Timeline

Timeline

* 1989:
o HP begins investigating EPIC
* 1994:
o June: HP and Intel announce partnership
* 1995:
o September: HP, Novell, and SCO announce plans for a "high volume UNIX operating system" to deliver "64-bit networked computing on the HP/Intel architecture"
* 1996:
o October: Compaq announces it will use IA-64
* 1997:
o June: IDC predicts IA-64 systems sales will reach $38bn/yr by 2001
o October: Dell announces it will use IA-64
o December: Intel and Sun announce joint effort to port Solaris to IA-64
* 1998:
o March: SCO admits HP/SCO Unix alliance is now dead
o June: IDC predicts IA-64 systems sales will reach $30bn/yr by 2001
o June: Intel announces Merced will be delayed, from second half of 1999 to first half of 2000
o September: IBM announces it will build Merced-based machines
o October: Project Monterey is formed to create a common UNIX for IA-64
* 1999:
o February: Project Trillian is formed to port Linux to IA-64
o August: IDC predicts IA-64 systems sales will reach $25bn/yr by 2002
o October: Intel Announces the Itanium name
o October: the term Itanic is first used
* 2000:
o February: Project Trillian delivers source code
o June: IDC predicts Itanium systems sales will reach $25bn/yr by 2003
o July: Sun and Intel drop Solaris-on-Itanium plans
o August: AMD releases specification for x86-64, a set of 64-bit extensions to Intel's own x86 architecture intended to compete with IA-64. It will eventually market this under the name "AMD64"
* 2001:
o June: IDC predicts Itanium systems sales will reach $15bn/yr by 2004
o June: Project Monterey dies
o July: Itanium is released
o October: IDC predicts Itanium systems sales will reach $12bn/yr by the end of 2004
o November: IBM's 320-processor Titan NOW Cluster at National Center for Supercomputing Applications is listed on the TOP500 list at position #34
o November: Compaq delays Itanium Product release due to problems with processor
o December: Gelato is formed
* 2002:
o March: IDC predicts Itanium systems sales will reach $5bn/yr by end 2004
o June:Itanium 2 is released
* 2003:
o April: IDC predicts Itanium systems sales will reach $9bn/yr by end 2007
o April: AMD releases Opteron, the first processor with x86-64 extensions
o June: Intel releases the "Madison" Itanium 2
* 2004:
o February: Intel announces it has been working on its own x86-64 implementation (which it will eventually market under the name "Intel 64")
o June: Intel releases its first processor with x86-64 extensions, a Xeon processor codenamed "Nocona"
o June: Thunder, a system at LLNL with 4096 Itanium 2 processors, is listed on the TOP500 list at position #2
o November: Columbia, an SGI Altix 3700 with 10160 Itanium 2 processors at NASA Ames Research Center, is listed on the TOP500 list at position #2.
o December: Itanium system sales for 2004 reach $1.4bn
* 2005:
o January: HP ports OpenVMS to Itanium
o February: IBM server design drops Itanium support
o June: An Itanium 2 sets a record SPECfp2000 result of 2,801 in a Hitachi, Ltd.
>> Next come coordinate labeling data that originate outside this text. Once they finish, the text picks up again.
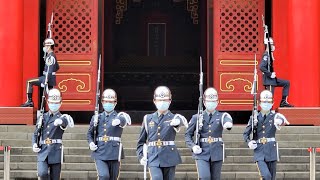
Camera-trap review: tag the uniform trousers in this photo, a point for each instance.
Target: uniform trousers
(208, 170)
(267, 170)
(44, 168)
(108, 169)
(162, 173)
(280, 83)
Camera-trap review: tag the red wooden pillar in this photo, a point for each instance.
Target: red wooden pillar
(280, 36)
(303, 51)
(11, 51)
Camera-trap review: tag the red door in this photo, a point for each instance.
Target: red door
(238, 36)
(75, 31)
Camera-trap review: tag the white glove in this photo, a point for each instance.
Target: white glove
(228, 125)
(95, 119)
(93, 147)
(143, 161)
(278, 122)
(57, 122)
(175, 122)
(252, 144)
(115, 122)
(35, 148)
(196, 149)
(69, 119)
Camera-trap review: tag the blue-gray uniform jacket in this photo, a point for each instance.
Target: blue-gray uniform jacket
(159, 130)
(265, 129)
(267, 70)
(50, 133)
(109, 149)
(212, 129)
(52, 69)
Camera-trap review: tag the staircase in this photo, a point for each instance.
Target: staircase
(293, 143)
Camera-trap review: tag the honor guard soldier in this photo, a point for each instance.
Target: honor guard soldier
(264, 143)
(209, 151)
(104, 137)
(270, 80)
(158, 133)
(50, 69)
(47, 138)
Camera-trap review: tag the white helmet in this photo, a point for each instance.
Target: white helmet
(48, 42)
(109, 95)
(54, 95)
(162, 93)
(210, 94)
(266, 96)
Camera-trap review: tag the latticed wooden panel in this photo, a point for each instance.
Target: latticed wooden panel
(72, 26)
(238, 36)
(239, 24)
(75, 32)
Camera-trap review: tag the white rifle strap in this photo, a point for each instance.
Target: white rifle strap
(61, 154)
(223, 152)
(278, 155)
(120, 151)
(145, 123)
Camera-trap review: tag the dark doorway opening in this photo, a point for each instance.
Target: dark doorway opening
(152, 43)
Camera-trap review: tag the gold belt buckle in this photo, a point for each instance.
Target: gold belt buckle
(48, 141)
(210, 140)
(263, 140)
(159, 142)
(105, 138)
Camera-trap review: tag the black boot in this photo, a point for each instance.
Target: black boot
(284, 103)
(29, 102)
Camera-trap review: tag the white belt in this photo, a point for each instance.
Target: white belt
(161, 143)
(51, 141)
(45, 73)
(266, 140)
(210, 140)
(108, 138)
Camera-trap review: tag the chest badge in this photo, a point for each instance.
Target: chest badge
(151, 124)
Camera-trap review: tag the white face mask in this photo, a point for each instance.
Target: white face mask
(266, 106)
(45, 49)
(273, 47)
(211, 105)
(162, 105)
(54, 107)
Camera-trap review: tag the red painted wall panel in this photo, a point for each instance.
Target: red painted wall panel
(303, 51)
(11, 51)
(31, 46)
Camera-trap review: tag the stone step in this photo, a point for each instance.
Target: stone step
(133, 159)
(242, 167)
(182, 151)
(125, 175)
(135, 129)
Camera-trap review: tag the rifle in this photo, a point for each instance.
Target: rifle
(254, 117)
(48, 63)
(49, 34)
(268, 45)
(96, 109)
(200, 107)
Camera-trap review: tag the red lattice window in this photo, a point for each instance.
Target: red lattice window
(72, 26)
(239, 23)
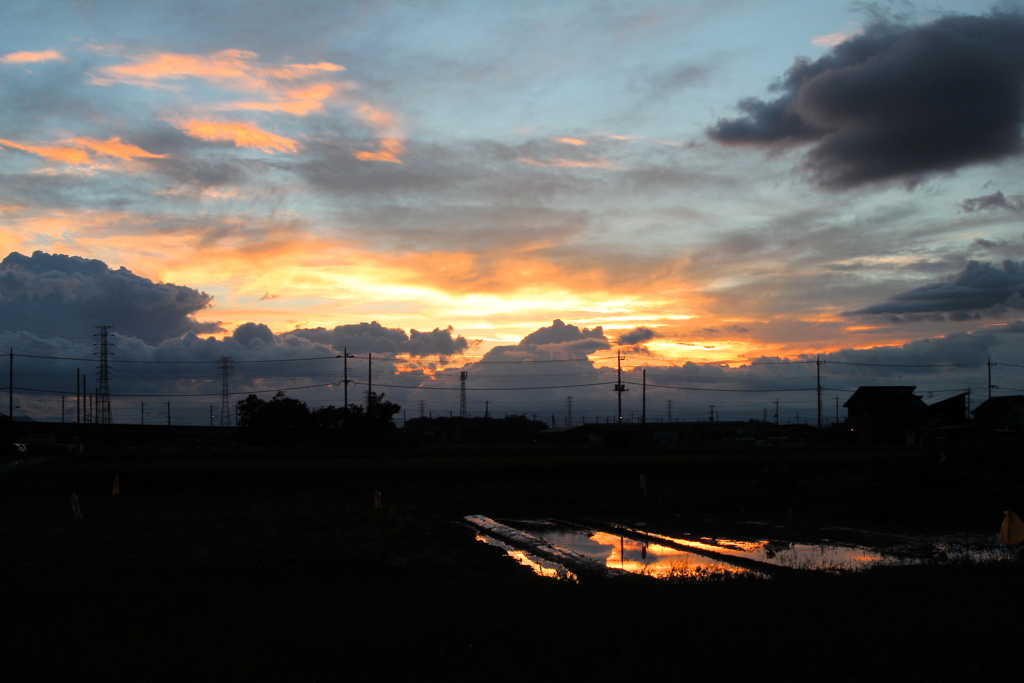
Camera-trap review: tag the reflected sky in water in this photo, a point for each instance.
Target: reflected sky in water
(671, 557)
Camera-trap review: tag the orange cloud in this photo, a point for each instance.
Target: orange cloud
(30, 57)
(297, 101)
(243, 134)
(239, 68)
(114, 147)
(834, 39)
(62, 155)
(569, 163)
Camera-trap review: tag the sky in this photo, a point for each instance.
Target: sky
(721, 191)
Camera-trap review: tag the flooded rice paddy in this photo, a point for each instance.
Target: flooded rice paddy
(560, 549)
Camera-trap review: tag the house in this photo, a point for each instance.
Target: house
(885, 414)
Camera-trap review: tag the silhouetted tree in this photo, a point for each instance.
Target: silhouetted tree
(281, 420)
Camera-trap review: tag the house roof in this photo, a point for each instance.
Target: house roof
(878, 395)
(998, 403)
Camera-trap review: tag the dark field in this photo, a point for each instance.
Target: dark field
(228, 565)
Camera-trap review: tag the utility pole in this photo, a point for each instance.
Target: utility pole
(643, 402)
(989, 377)
(346, 356)
(620, 387)
(103, 415)
(225, 393)
(817, 366)
(462, 395)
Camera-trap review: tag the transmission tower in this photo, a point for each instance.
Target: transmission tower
(225, 393)
(462, 395)
(102, 412)
(620, 387)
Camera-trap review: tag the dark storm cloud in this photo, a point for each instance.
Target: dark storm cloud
(916, 356)
(898, 101)
(637, 336)
(992, 203)
(56, 292)
(979, 287)
(375, 338)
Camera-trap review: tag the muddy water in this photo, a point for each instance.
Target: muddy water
(637, 550)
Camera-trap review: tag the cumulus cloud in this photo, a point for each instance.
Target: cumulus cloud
(252, 335)
(558, 342)
(897, 101)
(979, 287)
(637, 336)
(375, 338)
(57, 292)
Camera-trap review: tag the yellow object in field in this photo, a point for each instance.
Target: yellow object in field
(1013, 528)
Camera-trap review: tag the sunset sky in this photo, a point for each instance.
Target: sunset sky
(704, 181)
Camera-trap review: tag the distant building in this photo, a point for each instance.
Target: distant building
(885, 414)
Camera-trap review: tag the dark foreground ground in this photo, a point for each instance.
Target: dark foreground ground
(232, 566)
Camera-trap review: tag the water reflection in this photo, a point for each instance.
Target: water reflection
(635, 556)
(664, 556)
(538, 564)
Computing blade.
o September: Itanium Solutions Alliance is formed
o September: Dell exits the Itanium business
o October: Itanium server sales reach $619M/quarter in the third quarter.
o October: Intel announces one-year delays for Montecito, Montvale, and Tukwila
* 2006:
o January: Itanium Solutions Alliance announces a $10bn collective investment in Itanium by 2010
o February: IDC predicts Itanium systems sales will reach $6.6bn/yr by 2009
o June: Intel releases the dual-core "Montecito" Itanium 2
* 2007:
o October: Intel releases the "Montvale" Itanium 2
o November: Intel renames the family back to Itanium.

Competition

Competition

The Itanium 2 competes in the enterprise server and high-performance computing (HPC) markets. Itanium's major competitors include Sun Microsystems' UltraSPARC IV+, Fujitsu's SPARC64, IBM's POWER6, AMD's Opteron, and Intel's own Xeon servers.

Throughout its history, Itanium has had the best floating point performance relative to fixed-point performance of any general-purpose microprocessor. This capability is useful in HPC systems but is not needed for most enterprise server workloads.
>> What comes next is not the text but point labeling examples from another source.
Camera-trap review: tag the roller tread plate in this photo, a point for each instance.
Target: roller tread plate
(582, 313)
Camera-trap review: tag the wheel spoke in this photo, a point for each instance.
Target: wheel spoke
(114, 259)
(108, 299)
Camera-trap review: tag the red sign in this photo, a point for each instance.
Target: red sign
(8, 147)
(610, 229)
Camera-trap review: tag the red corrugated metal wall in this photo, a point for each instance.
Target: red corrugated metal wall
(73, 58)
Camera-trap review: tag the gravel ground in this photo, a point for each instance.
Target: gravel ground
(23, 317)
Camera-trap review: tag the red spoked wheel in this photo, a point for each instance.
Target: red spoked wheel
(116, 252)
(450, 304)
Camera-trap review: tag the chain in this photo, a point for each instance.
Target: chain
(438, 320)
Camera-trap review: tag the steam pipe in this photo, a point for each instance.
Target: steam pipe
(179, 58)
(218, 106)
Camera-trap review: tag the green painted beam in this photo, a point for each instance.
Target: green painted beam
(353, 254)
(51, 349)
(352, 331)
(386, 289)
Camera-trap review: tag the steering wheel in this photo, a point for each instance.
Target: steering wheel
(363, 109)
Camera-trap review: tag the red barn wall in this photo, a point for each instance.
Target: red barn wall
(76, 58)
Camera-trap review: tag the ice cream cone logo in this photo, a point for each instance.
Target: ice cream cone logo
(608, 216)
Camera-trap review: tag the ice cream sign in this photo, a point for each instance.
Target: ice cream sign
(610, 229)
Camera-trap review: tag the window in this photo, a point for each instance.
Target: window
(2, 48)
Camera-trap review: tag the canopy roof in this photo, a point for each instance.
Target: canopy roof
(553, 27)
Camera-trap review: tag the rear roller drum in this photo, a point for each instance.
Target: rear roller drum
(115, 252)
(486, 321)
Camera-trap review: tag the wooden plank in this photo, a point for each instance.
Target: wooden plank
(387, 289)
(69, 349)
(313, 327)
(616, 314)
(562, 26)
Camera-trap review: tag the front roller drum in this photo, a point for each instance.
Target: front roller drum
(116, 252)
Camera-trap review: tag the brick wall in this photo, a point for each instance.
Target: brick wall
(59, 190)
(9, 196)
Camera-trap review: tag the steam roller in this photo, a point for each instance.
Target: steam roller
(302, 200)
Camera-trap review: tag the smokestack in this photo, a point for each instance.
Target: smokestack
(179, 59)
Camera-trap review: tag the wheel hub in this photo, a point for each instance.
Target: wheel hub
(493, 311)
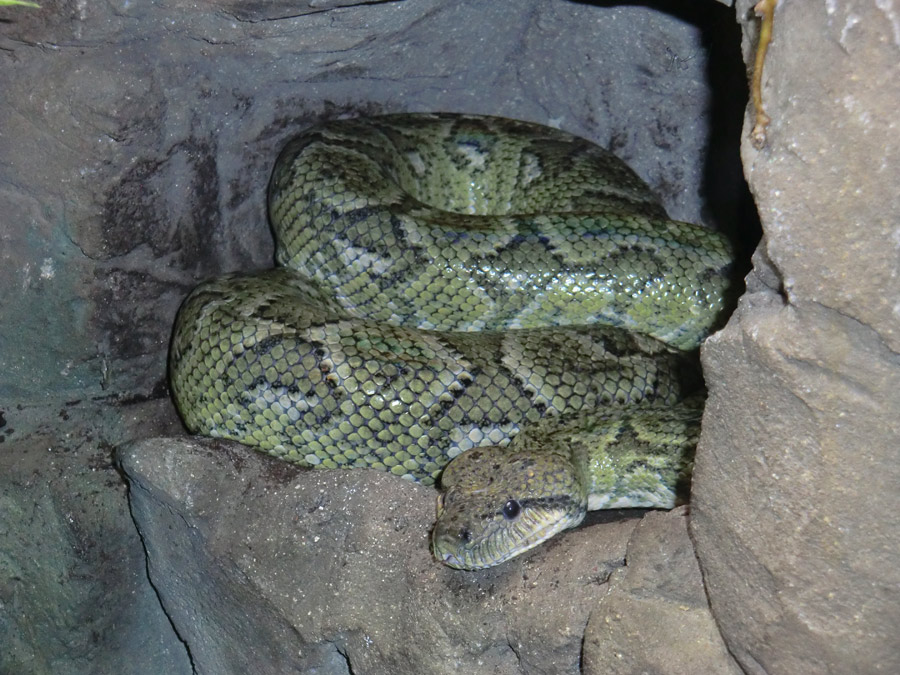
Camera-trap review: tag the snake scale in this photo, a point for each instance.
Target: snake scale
(477, 289)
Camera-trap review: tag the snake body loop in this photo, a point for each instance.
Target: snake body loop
(445, 283)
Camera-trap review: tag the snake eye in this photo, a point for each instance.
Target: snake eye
(511, 509)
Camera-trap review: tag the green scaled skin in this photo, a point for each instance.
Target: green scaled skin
(445, 283)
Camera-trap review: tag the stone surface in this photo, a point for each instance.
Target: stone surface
(655, 617)
(135, 145)
(74, 596)
(263, 567)
(138, 140)
(795, 486)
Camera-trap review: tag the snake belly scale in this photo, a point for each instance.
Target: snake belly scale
(446, 282)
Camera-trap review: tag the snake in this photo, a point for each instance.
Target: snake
(490, 305)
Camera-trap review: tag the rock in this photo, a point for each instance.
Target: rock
(795, 484)
(74, 596)
(655, 617)
(265, 567)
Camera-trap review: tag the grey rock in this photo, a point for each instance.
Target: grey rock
(74, 596)
(138, 141)
(136, 144)
(795, 486)
(655, 617)
(267, 568)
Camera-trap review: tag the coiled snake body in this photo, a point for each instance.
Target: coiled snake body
(445, 283)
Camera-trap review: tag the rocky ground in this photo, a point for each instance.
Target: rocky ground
(135, 145)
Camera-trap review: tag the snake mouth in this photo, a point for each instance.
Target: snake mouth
(493, 548)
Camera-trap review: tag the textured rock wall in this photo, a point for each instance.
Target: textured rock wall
(135, 144)
(795, 489)
(135, 147)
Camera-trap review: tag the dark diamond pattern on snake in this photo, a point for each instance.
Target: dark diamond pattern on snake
(496, 297)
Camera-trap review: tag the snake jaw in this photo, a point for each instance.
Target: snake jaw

By 2005, Itanium systems accounted for about 14% of HPC systems revenue, but the percentage has declined as the industry shifts to x86-64 clusters for this application.

Supercomputers & HPC
Percentage of Top500 systems (x86 includes x86-64)

An Itanium-based computer first appeared on list of the TOP500 supercomputers in November 2001. The best position ever achieved by an Itanium 2 based system in the list was #2, achieved in June 2004, when Thunder (LLNL) entered the list with an Rmax of 19.94 Teraflops. In November 2004, Columbia entered the list at #2 with 51.8 Teraflops, and there was at least one Itanium-based computer in the top 10 from then until June 2007. The peak number of Itanium-based machines on the list occurred in the November 2004 list, at 84 systems (16.8%); by November 2008, this had dropped to nine systems (1.8%).
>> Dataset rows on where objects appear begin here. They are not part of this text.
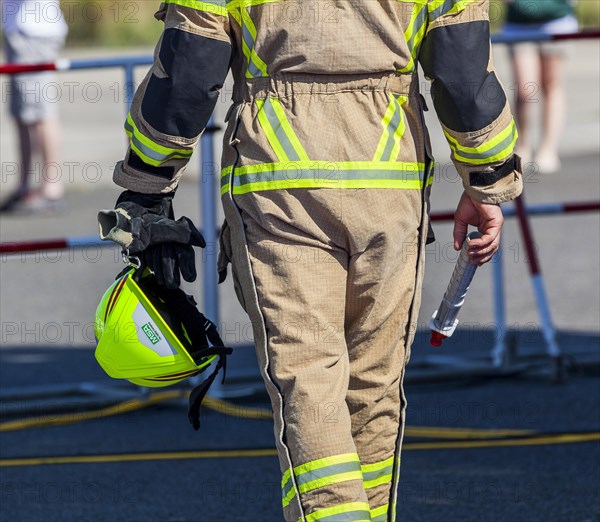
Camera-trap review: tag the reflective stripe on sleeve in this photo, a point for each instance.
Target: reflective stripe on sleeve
(324, 174)
(393, 129)
(414, 34)
(216, 7)
(280, 134)
(496, 149)
(379, 514)
(256, 67)
(150, 152)
(439, 8)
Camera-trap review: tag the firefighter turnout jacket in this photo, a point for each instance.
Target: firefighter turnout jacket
(325, 178)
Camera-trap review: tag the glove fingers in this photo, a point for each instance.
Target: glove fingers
(196, 237)
(187, 263)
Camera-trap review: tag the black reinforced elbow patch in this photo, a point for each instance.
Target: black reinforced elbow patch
(467, 97)
(181, 103)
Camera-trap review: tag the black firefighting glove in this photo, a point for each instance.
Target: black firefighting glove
(144, 225)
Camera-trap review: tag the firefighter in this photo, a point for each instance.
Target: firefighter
(325, 181)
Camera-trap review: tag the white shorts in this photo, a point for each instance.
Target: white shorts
(30, 96)
(565, 25)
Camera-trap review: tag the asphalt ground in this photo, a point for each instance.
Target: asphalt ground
(47, 303)
(213, 475)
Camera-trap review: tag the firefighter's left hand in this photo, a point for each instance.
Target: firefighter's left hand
(487, 218)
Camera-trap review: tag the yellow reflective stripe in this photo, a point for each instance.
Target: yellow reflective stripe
(383, 479)
(150, 152)
(399, 132)
(394, 125)
(414, 34)
(326, 461)
(385, 122)
(352, 511)
(376, 466)
(279, 132)
(499, 147)
(341, 184)
(287, 129)
(270, 132)
(323, 174)
(248, 41)
(217, 8)
(329, 166)
(235, 4)
(286, 476)
(377, 473)
(439, 8)
(331, 479)
(289, 496)
(379, 514)
(320, 473)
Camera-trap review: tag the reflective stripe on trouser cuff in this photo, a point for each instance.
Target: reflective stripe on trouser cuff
(353, 511)
(378, 473)
(393, 130)
(496, 149)
(320, 473)
(324, 174)
(380, 514)
(280, 134)
(216, 7)
(414, 35)
(151, 153)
New Itanium implementations in high performance computing (HPC) are primarily for research areas (such as biochemical research) where typical workloads perform better on large, shared memory systems rather than distributed clusters. These systems typically have 16 to 64 processors, and are not comparable in size to the supercomputers on the TOP500 list.

Hardware support

Hardware support

Systems
Server Manufacturers' Itanium Products Company latest product
name from to name CPUs
Compaq 2001 2001 Proliant 590 1-4
IBM 2001 2005 x455 1-16
Dell 2001 2005 PowerEdge 7250 1-4
HP 2001 now Integrity 1-128
SGI 2001 now Altix 4000 1-2048
Hitachi 2001 now BladeSymphony
1000 1-8
Bull 2002 now NovaScale 1-32
Unisys 2002 now ES7000/one 1-32
NEC 2002 now Express5800
/1000 1-32
Fujitsu 2005 now PRIMEQUEST 1-32

As of 2008, several manufacturers offer Itanium systems, including HP, SGI, NEC, Fujitsu, Unisys, Hitachi, and Groupe Bull. In addition, Intel offers a chassisthat can be used by system integrators to build Itanium systems. HP, the only one of the industry's top four server manufacturers to offer Itanium-based systems today, manufactures at least 80% of all Itanium systems. HP sold 7200 systems in the first quarter of 2006. The bulk of systems sold are enterprise servers and machines for large-scale technical computing, with an average selling price per system in excess of US$200,000. A typical system uses eight or more Itanium processors.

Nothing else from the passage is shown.